FİLİZ ALİO cin gibi kıvrak zeka, o müthiş hafıza, o on parmağında on marifet olan hocaların hocası, o her yıl orkestra ile yepyeni bir konçerto çalan, her yıl mutlaka yepyeni bir resital programı ile dinleyici karşısına çıkan, bir yandan kocasının eserlerinin ilk çalınışlarını gerçekleştiren, bir yandan da iki çocuk yetiştiren Ferhunde Erkin gibi bir enerjinin bu dünyadan uçup gittiğine inanmak zor.
8 Temmuz 1909’da doğan Ferhunde Erkin’in anne tarafı yarı Çerkez, baba tarafı ise Giritliydi. Kurmay subay olan Ali Remzi Yiğitgüden, çocukları Ferhunde ve Necdet’in müziğe yeteneklerini erken yaşta fark etmiş ve her ikisine de görevli olarak gittiği yerlerde keman ve piyano dersleri aldırmayı amaç edinmişti.
Bursla Almanya’ya gitti
Çocuklarının genel kültür ve eğitimlerine de çok önem veren bu ileri görüşlü baba sayesinde Ferhunde, Fransızcayı 1914 ile 1918 yılları arasında babası kurmay binbaşı olarak Bandırma’da görevliyken devam ettiği Ermeni Katolik Sörler Okulu’nda; İngilizceyi önce İstanbul’da Gedikpaşa Amerikan Okulu’nda, daha sonra da Arnavutköy Amerikan Koleji’nde öğrendi.

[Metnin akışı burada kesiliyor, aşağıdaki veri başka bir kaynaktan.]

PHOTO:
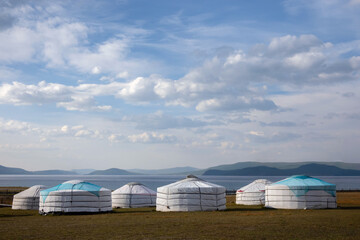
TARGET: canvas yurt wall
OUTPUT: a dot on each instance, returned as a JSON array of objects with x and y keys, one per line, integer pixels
[
  {"x": 190, "y": 194},
  {"x": 28, "y": 199},
  {"x": 253, "y": 193},
  {"x": 133, "y": 195},
  {"x": 300, "y": 192},
  {"x": 75, "y": 196}
]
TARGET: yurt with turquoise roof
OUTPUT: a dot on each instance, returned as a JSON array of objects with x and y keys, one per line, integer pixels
[
  {"x": 300, "y": 192},
  {"x": 133, "y": 195},
  {"x": 28, "y": 199},
  {"x": 253, "y": 193},
  {"x": 75, "y": 196},
  {"x": 190, "y": 194}
]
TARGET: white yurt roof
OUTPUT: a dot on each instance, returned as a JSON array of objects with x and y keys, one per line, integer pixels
[
  {"x": 134, "y": 188},
  {"x": 191, "y": 184},
  {"x": 256, "y": 186},
  {"x": 191, "y": 194}
]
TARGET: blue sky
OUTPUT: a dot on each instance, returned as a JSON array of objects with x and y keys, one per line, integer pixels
[{"x": 157, "y": 84}]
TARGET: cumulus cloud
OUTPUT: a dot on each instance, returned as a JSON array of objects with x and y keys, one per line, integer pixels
[
  {"x": 228, "y": 83},
  {"x": 151, "y": 137},
  {"x": 159, "y": 120},
  {"x": 272, "y": 138}
]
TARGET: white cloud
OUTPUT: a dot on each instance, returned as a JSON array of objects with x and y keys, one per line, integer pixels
[{"x": 151, "y": 137}]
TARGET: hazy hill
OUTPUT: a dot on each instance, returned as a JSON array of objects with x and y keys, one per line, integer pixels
[
  {"x": 112, "y": 171},
  {"x": 312, "y": 169},
  {"x": 176, "y": 170},
  {"x": 83, "y": 171},
  {"x": 279, "y": 165},
  {"x": 7, "y": 170},
  {"x": 53, "y": 172}
]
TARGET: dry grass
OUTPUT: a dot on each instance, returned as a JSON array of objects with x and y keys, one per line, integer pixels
[{"x": 237, "y": 222}]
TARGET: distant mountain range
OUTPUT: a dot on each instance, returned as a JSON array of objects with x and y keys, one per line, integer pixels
[
  {"x": 312, "y": 169},
  {"x": 112, "y": 171},
  {"x": 7, "y": 170},
  {"x": 236, "y": 169},
  {"x": 176, "y": 170}
]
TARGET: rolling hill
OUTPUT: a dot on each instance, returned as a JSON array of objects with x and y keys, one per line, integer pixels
[
  {"x": 312, "y": 169},
  {"x": 112, "y": 171}
]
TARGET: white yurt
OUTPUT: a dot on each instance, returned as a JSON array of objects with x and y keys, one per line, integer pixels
[
  {"x": 191, "y": 194},
  {"x": 28, "y": 199},
  {"x": 133, "y": 195},
  {"x": 300, "y": 192},
  {"x": 75, "y": 196},
  {"x": 253, "y": 193}
]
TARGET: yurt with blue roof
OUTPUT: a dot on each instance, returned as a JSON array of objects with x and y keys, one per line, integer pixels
[
  {"x": 300, "y": 192},
  {"x": 75, "y": 196},
  {"x": 28, "y": 199}
]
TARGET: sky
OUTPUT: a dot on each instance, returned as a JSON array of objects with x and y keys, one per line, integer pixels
[{"x": 160, "y": 84}]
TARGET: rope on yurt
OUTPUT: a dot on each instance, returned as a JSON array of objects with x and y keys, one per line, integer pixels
[
  {"x": 167, "y": 198},
  {"x": 150, "y": 195},
  {"x": 199, "y": 195},
  {"x": 34, "y": 198},
  {"x": 71, "y": 196},
  {"x": 131, "y": 187}
]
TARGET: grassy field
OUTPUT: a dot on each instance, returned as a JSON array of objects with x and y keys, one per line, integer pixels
[{"x": 237, "y": 222}]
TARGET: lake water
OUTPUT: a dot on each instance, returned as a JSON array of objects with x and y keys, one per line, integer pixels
[{"x": 153, "y": 181}]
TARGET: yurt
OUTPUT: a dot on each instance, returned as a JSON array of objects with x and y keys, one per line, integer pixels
[
  {"x": 300, "y": 192},
  {"x": 253, "y": 193},
  {"x": 133, "y": 195},
  {"x": 75, "y": 196},
  {"x": 28, "y": 199},
  {"x": 190, "y": 194}
]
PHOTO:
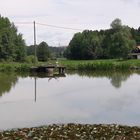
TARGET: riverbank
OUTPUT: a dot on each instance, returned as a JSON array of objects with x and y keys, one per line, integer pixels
[
  {"x": 74, "y": 132},
  {"x": 75, "y": 65},
  {"x": 112, "y": 64}
]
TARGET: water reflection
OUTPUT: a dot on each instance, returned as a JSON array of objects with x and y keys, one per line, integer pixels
[
  {"x": 50, "y": 76},
  {"x": 116, "y": 77}
]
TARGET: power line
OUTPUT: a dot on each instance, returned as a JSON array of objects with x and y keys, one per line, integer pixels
[
  {"x": 23, "y": 22},
  {"x": 49, "y": 25},
  {"x": 60, "y": 27}
]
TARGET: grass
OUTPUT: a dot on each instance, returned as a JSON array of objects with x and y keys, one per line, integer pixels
[{"x": 100, "y": 64}]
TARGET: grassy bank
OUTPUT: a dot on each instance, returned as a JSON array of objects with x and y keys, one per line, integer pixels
[
  {"x": 100, "y": 64},
  {"x": 76, "y": 65},
  {"x": 16, "y": 67},
  {"x": 74, "y": 132}
]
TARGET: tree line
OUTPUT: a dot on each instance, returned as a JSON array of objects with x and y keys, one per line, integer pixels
[{"x": 116, "y": 42}]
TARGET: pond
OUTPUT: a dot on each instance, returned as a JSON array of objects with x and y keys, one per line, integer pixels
[{"x": 77, "y": 97}]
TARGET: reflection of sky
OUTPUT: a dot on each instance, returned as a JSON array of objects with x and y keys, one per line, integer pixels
[{"x": 71, "y": 99}]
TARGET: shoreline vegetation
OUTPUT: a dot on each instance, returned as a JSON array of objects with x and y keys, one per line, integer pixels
[
  {"x": 75, "y": 65},
  {"x": 74, "y": 132}
]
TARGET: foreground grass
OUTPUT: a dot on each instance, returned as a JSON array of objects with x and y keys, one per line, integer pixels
[
  {"x": 74, "y": 132},
  {"x": 101, "y": 64}
]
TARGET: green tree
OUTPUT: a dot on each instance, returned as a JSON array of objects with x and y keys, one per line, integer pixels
[
  {"x": 121, "y": 42},
  {"x": 43, "y": 52}
]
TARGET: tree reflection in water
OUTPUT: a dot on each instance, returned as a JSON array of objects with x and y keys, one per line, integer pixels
[
  {"x": 7, "y": 81},
  {"x": 116, "y": 77}
]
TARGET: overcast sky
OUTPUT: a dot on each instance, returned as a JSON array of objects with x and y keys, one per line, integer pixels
[{"x": 79, "y": 14}]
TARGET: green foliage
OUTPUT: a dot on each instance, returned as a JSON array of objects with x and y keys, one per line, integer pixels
[
  {"x": 43, "y": 52},
  {"x": 106, "y": 65},
  {"x": 12, "y": 46},
  {"x": 31, "y": 59},
  {"x": 117, "y": 42}
]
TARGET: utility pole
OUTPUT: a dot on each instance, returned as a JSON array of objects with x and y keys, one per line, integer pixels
[{"x": 35, "y": 42}]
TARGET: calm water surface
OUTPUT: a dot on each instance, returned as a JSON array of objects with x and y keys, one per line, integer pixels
[{"x": 80, "y": 97}]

İlk ciddi piyano derslerini Karl Berger’den alan Ferhunde, kardeşi kemancı Necdet ile verdiği konserlerle dikkati çekince Alexander von Humboldt bursuyla Almanya’ya Leipzig Müzik Akademisi’ne gönderildi. Böylece bildiği dillere bir de Almanca eklenmiş oldu.
Almanya’dan döndüklerinde Atatürk’ün talimatıyla Ankara’da yeni kurulan Musiki Muallim Mektebi’ne Necdet keman, Ferhunde piyano öğretmeni olarak atandılar. Ferhunde Erkin 1931’den 1967’de emekli olana kadar Ankara Devlet Konservatuvarı’nda pek çok öğrenci yetiştirdi.
Öğrencileri arasında Ferhunde Hanım’ın piyano ekolünü devam ettiren ve Fazıl Say, Muhittin Dürrüoğlu Demiriz, Emre Elivar, Emrecan Yavuz gibi piyanistleri yetiştiren Kamuran Gündemir’i anmalıyız. Ferhunde Erkin, Paul Hindemith, Ernst Praetorius, Hans Rosbaud gibi dünyaca ünlü şeflerin ve eşi Ulvi Cemal Erkin’in eşliğinde müzik dağarının belli başlı yirmi iki piyano konçertosunun ilk çalınışını gerçekleştirmişti Türkiye’de.
'Hocam mı, annem mi?’ Antonio Saldarelli, Martin Bochmann ve Gaspar Cassado gibi ünlü çellistlerle, kemancı Licco Amar ve kardeşi Necdet Remzi Atak ile çok sayıda oda müziği konseri vermişti. Çağdaş müziğe ilgisi ve yatkınlığı ile dikkat çeken bir piyanistti Ferhunde Hanım.
Öğrencilerini de bu yönde yüreklendirirdi. 1961 ile 1967 arasında Suna Kan ile bir piyano-keman ikilisi oluşturdular ve hem yurt içinde hem de yurt dışında turnelere çıktılar. Suna Kan 1991’de Ferhunde Erkin için yapılan bir toplantıda “Yedi senelik beraberliğimizde sizden hocam olarak mı yoksa annem olarak mı söz edeceğim bilmiyorum. Hâlâ yoğun geziler yapıyorum ama hiçbir gezide sizin kadar eğlenceli bir arkadaşım olmadı.
Sizin kadar her ânın zevkini çıkaran, komikliklere komiklik katan, beraberliğinden zevk aldığım bir partnerim gerçekten olmadı” diyordu.
Hayatına giren herkesi kendine hayran bırakan, her konuda sivrilen yeteneği, zekâsı ve nüktedanlığı ile çevresine yaşam sevinci dağıtan, hem öğretmen hem de insan olarak biz öğrencilerinin hayatına büyük zenginlikler katan Ferhunde Hanım’ı hiç unutmayacağız.